Washington Post Misleads Readers: ‘Democrats, Not Republicans’ Paying Price For Guns

 

Everybody loves a winner, and the mainstream press has been betting on the gun lobby for a good long time, now. Despite evidence to the contrary, they have been fixing their narrative to a defeat of any and all gun regulation since shortly after the Newtown massacre. The latest example of this is a Washington Post report that claims “After gun bill’s defeat, it’s Democrats, not Republicans, paying the political price,” which is misleading on a number of levels, but continues the media’s self-fulfilling prophecy that gun control is doomed.

I really hate it when people just read the headlines, but that’s what happens a lot of the time, and my first read of that hed (as we call it in the biz) is that Democrats who supported the Manchin/Toomey bill are suffering some kind of consequence, like a slide in the polls, or a dip in favorability, or that the Democratic Party, writ large, is experiencing same. The clear implication is that gun regulation, which Democrats overwhelmingly support, is somehow politically unpopular, or costly in some other way.

In reality, that headline is a reference to the four Democrats who voted against Manchin/Toomey, and the “price” they’re paying is not getting donations from Mike Bloomberg‘s friends:

In a letter to more than 1,000 donors, Bloomberg called out the four Democrats — Sens. Max Baucus (Mont.)Mark Begich (Alaska)Heidi Heitkamp (N.D.) and Mark Pryor (Ark.). “Instead of rising above politics to pass a law that would save lives,” he wrote, the four senators “sided with a gun lobby increasingly out of touch with Americans’ priorities.”

“The next time these four Senators want you to support them with donations to their campaigns, tell them you cannot,” Bloomberg wrote.

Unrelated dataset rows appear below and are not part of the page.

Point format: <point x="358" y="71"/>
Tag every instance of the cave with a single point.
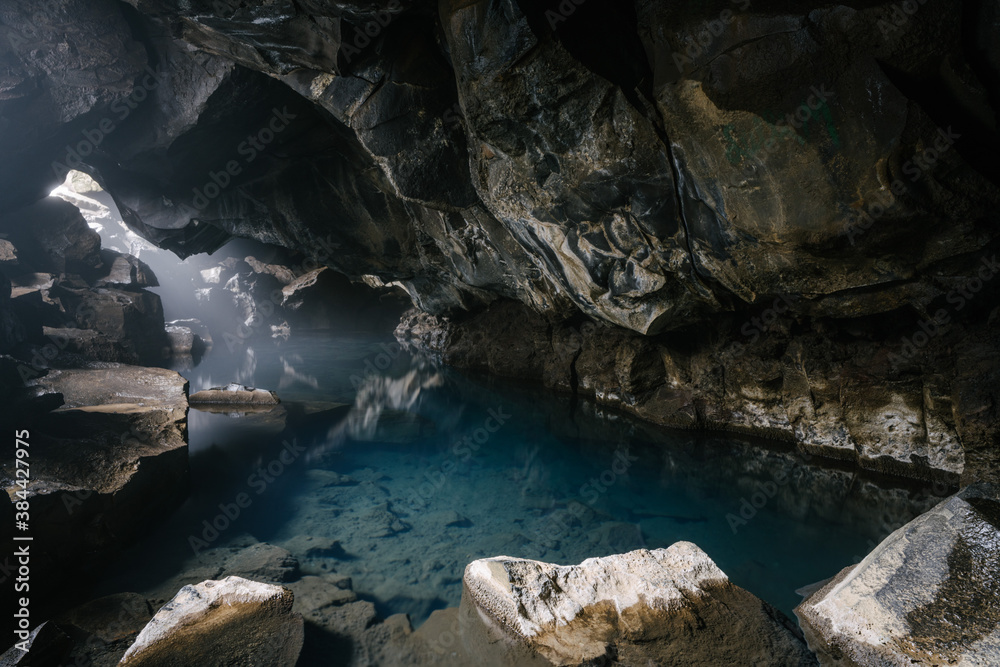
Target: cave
<point x="499" y="332"/>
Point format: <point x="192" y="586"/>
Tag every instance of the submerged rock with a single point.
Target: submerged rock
<point x="929" y="594"/>
<point x="235" y="394"/>
<point x="234" y="622"/>
<point x="665" y="607"/>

By asking campaign donors to withhold funds, the deep-pocketed mayor went against the will of his congressional Democratic allies, who tried but failed to secure enough GOP support for the gun bill and have warned that public criticism of vulnerable Democrats who voted against the bill will result in Republican gains and less of a chance to enact new gun laws.

The premise, then, is that Mike Bloomberg, all by his lonesome, is going to cost these Democrats their seats, which maybe might help Republicans take back the Senate. In that way, you could argue, Democrats are potentially paying one very specific kind of a hypothetical price, if there’s never another vote on background checks before the midterms. The point of Bloomberg’s letter isn’t to defeat these senators, it’s to pressure them into voting the way their constituents want them to.

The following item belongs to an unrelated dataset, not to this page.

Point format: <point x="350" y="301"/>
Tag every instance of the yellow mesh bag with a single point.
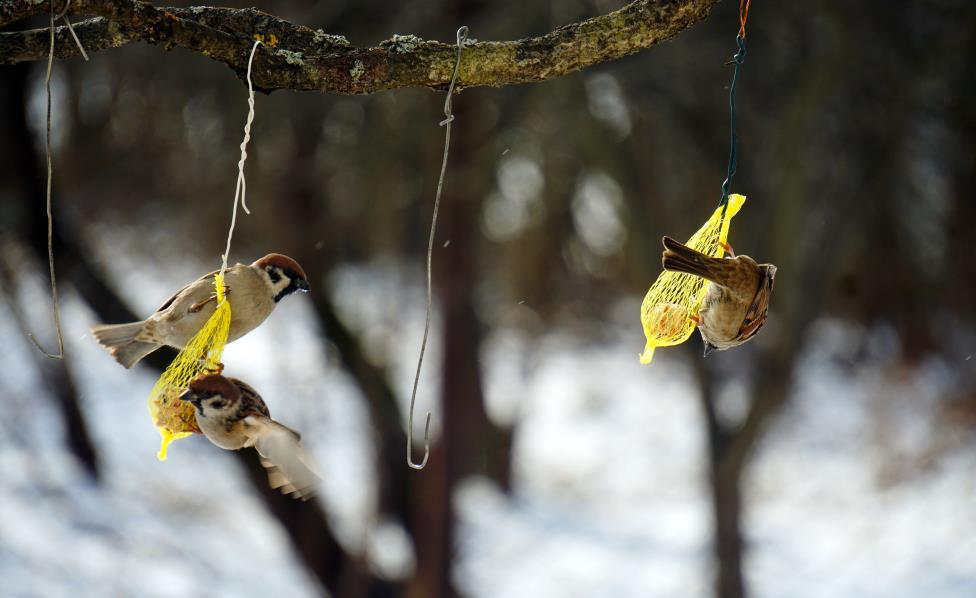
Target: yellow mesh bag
<point x="675" y="296"/>
<point x="174" y="418"/>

Not only are WaPo’s headline and supporting commentary complete crap, which is bad enough, they also ignore copious evidence that not only are Democrats reaping political rewards for supporting background checks, but Republicans are getting hammered for blocking them. And it’s not as if these guys are unaware of these polls; here’s how they characterize one of them (emphasis mine):

Gun-control groups united to rattle Sen. Kelly Ayotte (N.H.), one of the last Republicans to decide against supporting the measure, at town hall meetings in early May by placing victims’ advocates in the audiences to ask questions. Her statewide approval ratings took a modest hit after the vote.

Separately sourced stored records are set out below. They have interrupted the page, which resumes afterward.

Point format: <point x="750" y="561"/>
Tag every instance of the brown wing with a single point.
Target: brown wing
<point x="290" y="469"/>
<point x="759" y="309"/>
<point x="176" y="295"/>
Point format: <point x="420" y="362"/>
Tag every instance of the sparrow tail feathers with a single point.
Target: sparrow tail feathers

Yeah, that “modest decline” after the vote was 15 points, a full 50% of New Hampshire voters said that Ayotte’s vote against background checks would make them less likely to vote for her in future elections, versus 23% who said it was a positive. As if all of that wasn’t enough, the “victims’ advocate” they describe was Erica Lafferty, daughter of slain Sandy Hook Elementary School Principal Dawn Hochsprung.

All of this would be dishonest enough coming from some partisan commentator, but this was not an opinion piece, it was hard news. The people that The Washington Post serves deserve better than this.